Talvez a desvalorização da profissão passe também por alguns professores que nela
estão por razões contrárias à vocação e a estes valores. Talvez. Por isso, não
me admira que para além da conflitualidade da própria greve, haja esta outra. Mais
do que o descongelamento, os professores deviam preocupar-se em recuperar o seu
prestígio e validação social. Claro que prestígio não paga contas ao fim do mês
e como são pressionantes estas contas …
Todo este introito para
lembrar que em 1994, ou seja não muito longe no tempo, Albert O. Hirschman
publicou na revista Political Theory
um ensaio chamado “Social Conflicts as Pillars of Democratic
Market Society” (Os Conflitos Sociais como Pilares da Sociedade
Democrática de Mercado).
A sagacidade de Hirschman
materializa-se na identificação do que podemos designar de variedades dos
conflitos sociais, distinguindo pelo menos entre conflitos que deixam um resíduo
positivo de integração e de coesão social e conflitos que podem dividir a
sociedade, enfraquecendo a sua coesão. Pode perguntar-se qual é a raiz e fonte
analítica dessa distinção. Curiosamente, ele que costuma ser apontado como alguém
que renunciou aos limites apertados da disciplina económica para pensar em
termos mais latos como uma espécie de cientista social atento à evolução das
sociedades na sua multidimensionalidade, traz para as variedades dos conflitos
uma distinção básica da economia: bens divisíveis versus bens não bens divisíveis
(indivisibilidade). Assim, para Hirschman, os conflitos que podem deixar um
efeito de coesão e integração social são os conflitos divisíveis, ou seja aqueles
que são passíveis de aproximação entre as partes e de compromissos, mesmo que
evolutivos ao longo do tempo. Pelo contrário, os conflitos que deixam um rasto de
perda de coesão são os chamados indivisíveis, por exemplo ser ou não a favor do
casamento entre pessoas do mesmo sexo.
Entre 1994 e os nossos
dias, ou seja apenas duas décadas e picos passadas, a perceção é que a complexidade
dos conflitos não divisíveis tem vindo a intensificar-se e que o contexto histórico-social
do artigo de Hirschman alterou-se profundamente.
Dei comigo a procurar
interpretar o conflito suscitado pela greve dos professores à luz do artigo de
Hirschman. Não me parece que se trate de um exemplo típico de conflito não
divisível. Antes pelo contrário. Mas vai ser necessário uma perspetiva dinâmica
para compreender o que vai seguir-se. Outros descongelamentos vão provavelmente
saltar. Ajudaria que os professores enveredassem por uma gestão proativa da sua
perda de valor social. Mas um compromisso vai provavelmente aparecer. O
problema é que do lembrado em simultâneo que isso exigirá novas escolhas públicas.

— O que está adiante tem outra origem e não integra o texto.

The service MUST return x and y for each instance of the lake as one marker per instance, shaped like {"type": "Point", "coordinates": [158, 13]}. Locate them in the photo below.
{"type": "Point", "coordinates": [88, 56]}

E não me venham com a balela de que não haveria restrição orçamental se não
existissem as chamadas regras de Bruxelas. Custa-me que gente lúcida, culta e historicamente
informada aceitem essa sugestão.
Ponto final: é para mim sintomático
que o pensamento de Hirschman vá sendo lembrado por gente lúcida e atenta como
Cardiff Garcia no Alphaville do Financial Times (link aqui). É desta carga de “trespassing” que Hirschman tão bem desenvolveu
que alguma esquerda em Portugal precisa.